Furtado fez uma comédia cheia de alusões ao cinema brasileiro; é divertida, mas sobram algumas dúvidas
N
ESTE ANO , ao que parece,
agosto caiu em julho. Esperemos. Em meio ao baixo-astral da tragédia, ao blablá politiqueiro e ao caos nos aeroportos intransitáveis, pelo menos os cinemas
continuam abertos. Zona de escape.
Fui ver "Saneamento Básico - O Filme", de Jorge Furtado.
É uma comédia cheia de alusões
ao cinema brasileiro. Divertida. Mas
sobraram algumas dúvidas. Fiquei,
por exemplo, com a sensação de um
descolamento entre a atuação de alguns atores e o lugar escolhido para
ambientar a história.
Cidadezinhas gaúchas de marcante colonização italiana têm uma particularidade, representam uma cultura específica, "regional", no contexto brasileiro. O filme poderia se
passar em qualquer lugar, mas o diretor escolheu uma dessas cidades.
E enfatizou a escolha, entre outros
recursos, por meio da trilha sonora,
com canções em italiano.
O pai, Paulo José, faz muito bem o
tipo, um velho e adorável imigrante
que fabrica móveis. É o melhor. Já
seu maior amigo, outro velho italiano, às vezes dá a impressão de falar
mais como português do que como
"oriundi". A filha, interpretada por
Fernanda Torres, parece uma moça
carioca, ou melhor, uma atriz carioca fazendo humor na Globo que foi
parar num cenário de província gaúcha. Wagner Moura, o marido de
Fernandinha, não desgruda de um
chapéu forrado de lã, com protetor
de orelhas, e mantém seu sotaque
baiano. A irmã adotada de Fernandinha é Camila Pitanga. Essa, como
disse Moura numa entrevista à Folha, sempre melhora tudo.
Completam a turma um jovem
dono de pousadas (o divertido Bruno Garcia) e um "diretor" de cinema, que entra no meio da história,
vivido por Lázaro Ramos.
No conjunto, eles soam inverossímeis em contraste com o cenário.

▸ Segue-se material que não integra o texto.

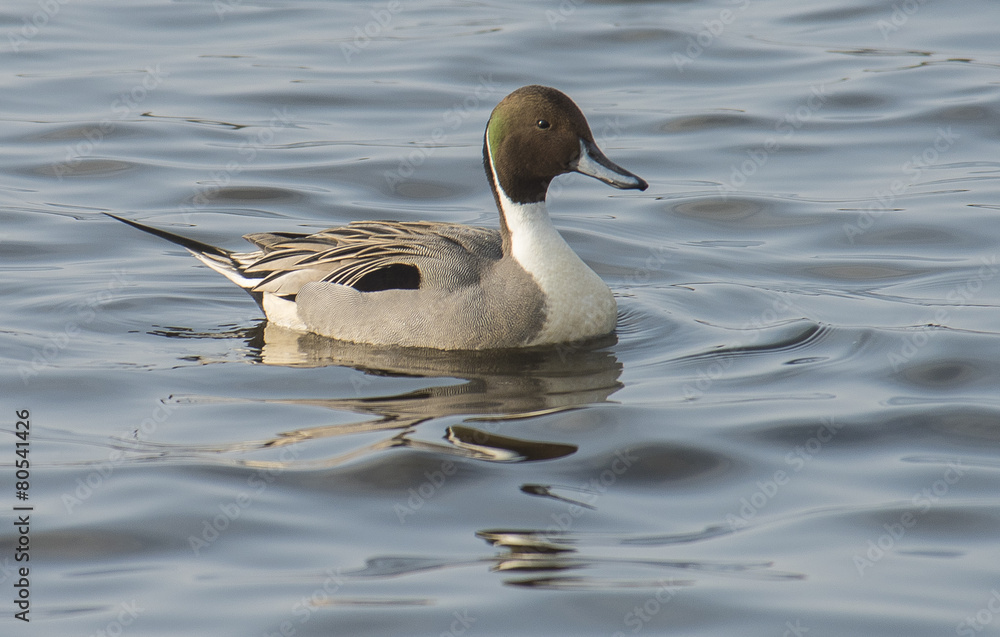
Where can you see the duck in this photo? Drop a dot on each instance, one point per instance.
(439, 285)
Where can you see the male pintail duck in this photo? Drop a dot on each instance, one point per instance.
(443, 285)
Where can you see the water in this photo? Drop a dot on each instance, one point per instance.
(795, 431)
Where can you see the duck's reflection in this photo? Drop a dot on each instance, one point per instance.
(498, 385)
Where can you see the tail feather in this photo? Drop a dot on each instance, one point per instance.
(219, 259)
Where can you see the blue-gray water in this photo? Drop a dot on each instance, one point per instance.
(796, 432)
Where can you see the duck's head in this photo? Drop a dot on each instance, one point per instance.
(537, 133)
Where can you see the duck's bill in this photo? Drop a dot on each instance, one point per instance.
(594, 163)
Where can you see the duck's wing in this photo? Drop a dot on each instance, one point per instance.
(368, 256)
(372, 256)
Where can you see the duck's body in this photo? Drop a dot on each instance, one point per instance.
(441, 285)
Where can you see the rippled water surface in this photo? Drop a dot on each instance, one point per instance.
(796, 429)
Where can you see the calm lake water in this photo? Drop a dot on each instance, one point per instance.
(795, 431)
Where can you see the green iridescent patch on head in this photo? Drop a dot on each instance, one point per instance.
(496, 129)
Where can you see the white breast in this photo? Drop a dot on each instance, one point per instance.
(578, 303)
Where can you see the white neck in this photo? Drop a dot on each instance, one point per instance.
(578, 303)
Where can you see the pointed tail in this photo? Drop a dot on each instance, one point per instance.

Mas, como estamos numa história
sobre um grupo de amadores que
faz um filme trash ("O Monstro da
Fossa") dentro do filme "de verdade", sempre com referências explícitas ao universo precário e semi-amadorístico do cinema brasileiro,
poder-se-ia atribuir essas engasgadas do "filme de verdade" ao próprio projeto metalingüístico do diretor. Sendo assim, o que parece
defeito seria intenção autoral. Será
que é isso? Esse descompasso era
para aparecer mesmo? Faz parte da
comédia? Não sei.
Na realidade, em determinados
momentos, a distância entre "Saneamento" e "O Monstro da Fossa"
pareceu-me mais curta do que a desejada. No filme dentro do filme, os
atores fingem ser péssimos atores e
imitam aquele tom declamatório
dos diálogos mais sofríveis do cinema brasileiro. Mas não deixa de ser
irônico ver alguns deles (que considero ótimos) também derrapando
na hora em que já não deveriam
mais imitar maus atores.
É fácil tirar um sarro da empostação que se tornou clichê de nossas
piores produções. Mais difícil é ir
além do repertório de truques naturalistas e cômicos que se tornou
uma espécie de novo clichê da TV e
do cinema, mesmo em se tratando
de atores "transados".
Nada disso, devo dizer, deixa de
fazer de "Saneamento Básico - O
Filme" um programa legal. Há cenas bastante engraçadas e, ao menos na sessão a que fui, a platéia pareceu se divertir bastante.